Angelina Jolie remains one of the most desirable actors in Tinseltown. She recently starred in Maleficent: Mistress Of Evil and she is well-known for leading roles in Wanted, Changeling, Lara Croft: Tomb Raider, By the Sea, and more. Jolie also happens to boasts showbiz-inclined parents.
Many know that Jon Voight — Midnight Cowboy, Ray Donovan, Anaconda — is Jolie’s father, yet some forget that Jolie’s mother was also an actor.
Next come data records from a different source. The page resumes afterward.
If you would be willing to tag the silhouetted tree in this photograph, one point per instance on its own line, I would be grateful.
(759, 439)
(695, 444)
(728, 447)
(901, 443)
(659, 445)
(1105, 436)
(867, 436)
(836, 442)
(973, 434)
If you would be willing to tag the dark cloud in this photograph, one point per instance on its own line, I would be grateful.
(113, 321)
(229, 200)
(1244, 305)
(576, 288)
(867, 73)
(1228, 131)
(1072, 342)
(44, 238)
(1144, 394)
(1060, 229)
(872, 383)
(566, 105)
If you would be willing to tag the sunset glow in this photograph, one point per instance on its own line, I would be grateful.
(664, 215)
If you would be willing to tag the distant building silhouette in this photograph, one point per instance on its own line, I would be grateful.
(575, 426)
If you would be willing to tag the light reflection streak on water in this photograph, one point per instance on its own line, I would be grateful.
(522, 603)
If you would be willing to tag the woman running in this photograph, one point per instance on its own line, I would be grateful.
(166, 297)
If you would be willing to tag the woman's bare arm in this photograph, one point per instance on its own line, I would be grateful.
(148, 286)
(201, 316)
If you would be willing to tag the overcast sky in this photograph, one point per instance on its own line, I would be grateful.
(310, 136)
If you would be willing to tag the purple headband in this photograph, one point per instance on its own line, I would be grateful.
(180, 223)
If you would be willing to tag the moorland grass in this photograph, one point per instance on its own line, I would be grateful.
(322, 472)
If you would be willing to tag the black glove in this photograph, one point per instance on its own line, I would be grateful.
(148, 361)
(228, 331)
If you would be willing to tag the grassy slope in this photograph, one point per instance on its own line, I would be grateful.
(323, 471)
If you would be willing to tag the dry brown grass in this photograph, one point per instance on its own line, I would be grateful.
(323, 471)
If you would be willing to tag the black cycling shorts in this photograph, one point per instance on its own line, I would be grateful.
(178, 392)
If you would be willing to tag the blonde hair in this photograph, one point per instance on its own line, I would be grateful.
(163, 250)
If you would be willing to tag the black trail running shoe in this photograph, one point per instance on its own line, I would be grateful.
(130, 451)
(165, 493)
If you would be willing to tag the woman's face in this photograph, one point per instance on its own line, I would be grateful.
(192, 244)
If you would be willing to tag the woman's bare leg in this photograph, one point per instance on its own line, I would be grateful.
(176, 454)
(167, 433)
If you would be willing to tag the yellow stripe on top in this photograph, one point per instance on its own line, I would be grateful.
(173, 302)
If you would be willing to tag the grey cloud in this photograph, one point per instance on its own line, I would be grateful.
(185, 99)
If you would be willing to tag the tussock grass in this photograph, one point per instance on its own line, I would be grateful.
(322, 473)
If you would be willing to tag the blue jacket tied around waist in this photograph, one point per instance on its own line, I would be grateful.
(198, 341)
Angelina Jolie’s mom, Marcheline Bertrand was born in 1950 and died in 2007. And, for a great deal of time, raised the Salt star virtually singlehandedly.
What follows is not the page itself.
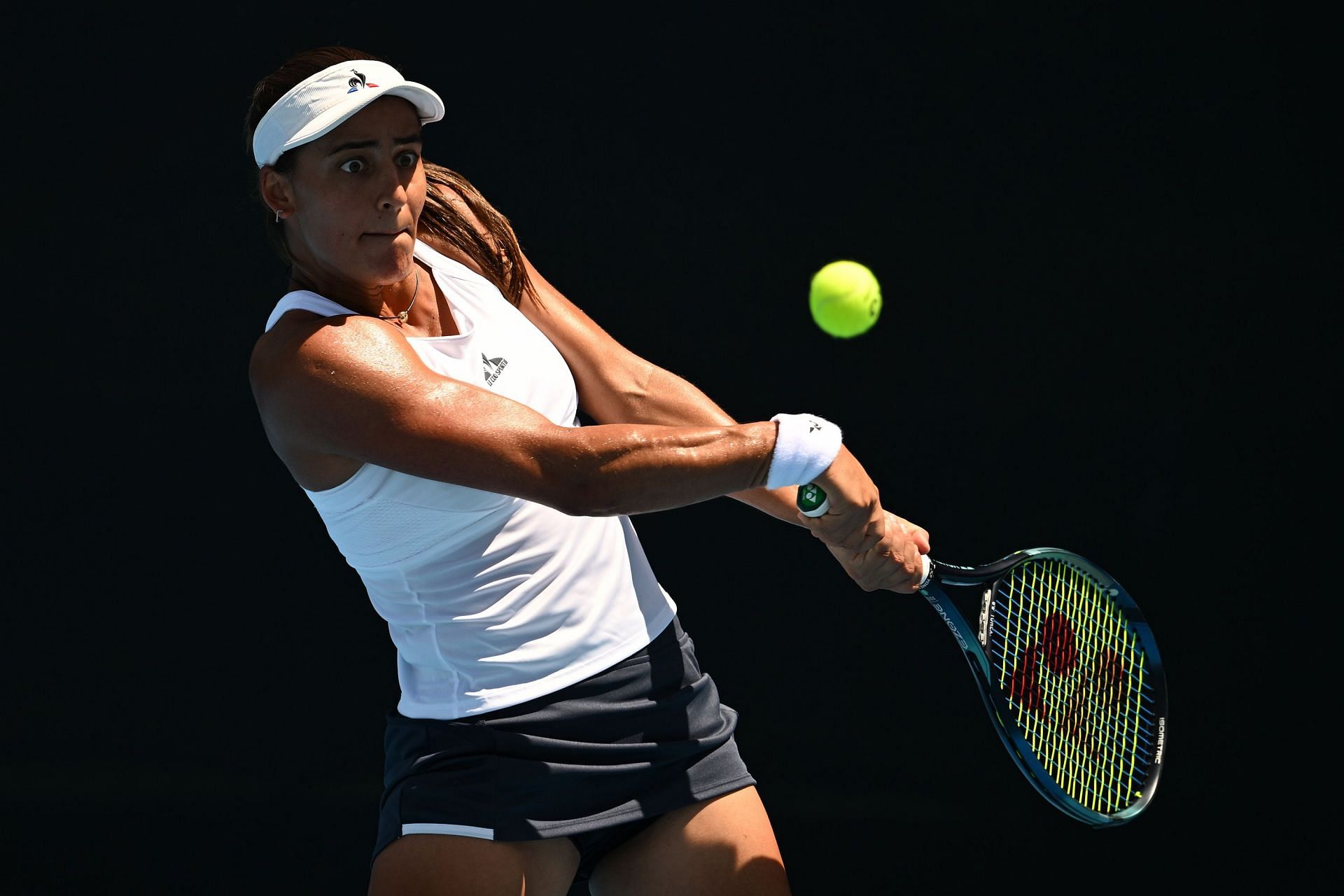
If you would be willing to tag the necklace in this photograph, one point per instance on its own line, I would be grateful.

Inside Marcheline Bertrand’s early life
Bertrand was born in Blue Island, Illinois on May 9 in 1950. She was brought up in Riverdale alongside two younger siblings. In 1965, Bertrand’s family left Chicago and headed to Beverly Hills, California. Bertrand finished out her high school education in Beverly Hills (sophomore to senior year).
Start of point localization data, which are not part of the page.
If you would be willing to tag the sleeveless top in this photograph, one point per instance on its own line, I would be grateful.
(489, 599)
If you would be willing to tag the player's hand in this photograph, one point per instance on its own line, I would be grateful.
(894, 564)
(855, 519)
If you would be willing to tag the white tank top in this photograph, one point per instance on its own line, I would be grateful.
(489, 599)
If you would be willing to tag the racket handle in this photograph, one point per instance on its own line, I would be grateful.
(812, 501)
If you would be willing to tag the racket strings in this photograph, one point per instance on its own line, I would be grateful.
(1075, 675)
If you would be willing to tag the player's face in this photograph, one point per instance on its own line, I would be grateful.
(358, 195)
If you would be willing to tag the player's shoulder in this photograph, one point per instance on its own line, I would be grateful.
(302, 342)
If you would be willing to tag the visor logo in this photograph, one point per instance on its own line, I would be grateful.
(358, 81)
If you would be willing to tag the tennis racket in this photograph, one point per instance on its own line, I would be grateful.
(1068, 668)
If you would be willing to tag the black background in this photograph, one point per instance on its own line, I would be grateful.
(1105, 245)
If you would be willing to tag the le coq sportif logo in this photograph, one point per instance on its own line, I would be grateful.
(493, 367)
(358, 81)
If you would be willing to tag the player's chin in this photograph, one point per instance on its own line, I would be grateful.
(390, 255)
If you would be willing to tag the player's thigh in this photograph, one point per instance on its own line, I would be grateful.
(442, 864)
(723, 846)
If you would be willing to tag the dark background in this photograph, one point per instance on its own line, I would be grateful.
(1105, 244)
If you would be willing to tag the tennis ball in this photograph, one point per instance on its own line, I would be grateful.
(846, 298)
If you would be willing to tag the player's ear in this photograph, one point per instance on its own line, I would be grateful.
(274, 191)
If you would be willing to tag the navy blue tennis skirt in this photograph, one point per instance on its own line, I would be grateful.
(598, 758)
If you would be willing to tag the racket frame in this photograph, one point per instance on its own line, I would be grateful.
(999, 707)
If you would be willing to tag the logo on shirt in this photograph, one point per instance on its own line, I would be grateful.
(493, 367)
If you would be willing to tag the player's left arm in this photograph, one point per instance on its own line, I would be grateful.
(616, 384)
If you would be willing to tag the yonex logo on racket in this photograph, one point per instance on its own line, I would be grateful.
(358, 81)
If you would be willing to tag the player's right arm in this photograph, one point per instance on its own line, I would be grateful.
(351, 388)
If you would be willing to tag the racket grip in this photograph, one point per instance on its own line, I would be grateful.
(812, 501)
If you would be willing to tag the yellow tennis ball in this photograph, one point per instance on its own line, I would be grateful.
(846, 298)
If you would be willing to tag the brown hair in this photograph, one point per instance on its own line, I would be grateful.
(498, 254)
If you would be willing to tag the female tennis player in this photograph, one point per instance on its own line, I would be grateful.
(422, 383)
Bertrand studied Lee Strasberg’s method of acting early on in her career. And, in 1971, she played Connie in an episode of “Love, Peace, Brotherhood, and Murder” on the then-well-known series Ironside, which ran for eight seasons from 1967 to 1975. This was Bertrand’s first decent role, which led to two cinematic appearances.
Bertrand also starred in 1982’s Lookin’ to Get Out (which was co-written by and co-starred her former husband Jon Voight). She also starred in the 1983 comedy The Man Who Loved Women. From Connie to The Man Who Loved Women, Bertrand is only credited with three on-screen appearances, according to IMDb. Bertrand eventually turned her attention away from acting and toward producing. Yet, her production career was quite short-lived as well.
Bertrand founded a production company in 1983 and invested heavily into humanitarian work
In 1983, Bertrand founded Woods Road Productions with her partner at the time, Billy Day. She would go on to serve as the executive producer of the 2005 documentary Trudell — a chronicle of the legendary Native American activist and poet, John Trudell. The film followed the man as he traveled confronting politics via spoken word.
The film won the Special Jury Prize at the Seattle International Film Festival, and it was also nominated at the Sundance and Tribeca Film Festivals. Bertrand continued on with humanitarian work after virtually leaving acting and producing behind; she founded the All Tribes Foundation and produced a benefit concert for Afghan women on International Women’s Day in 2003.
In 2007, Bertrand died after a nearly-eight-year battle with ovarian and breast cancer. Not a great deal is known about Bertrand, especially since she stopped granting interviews later in life.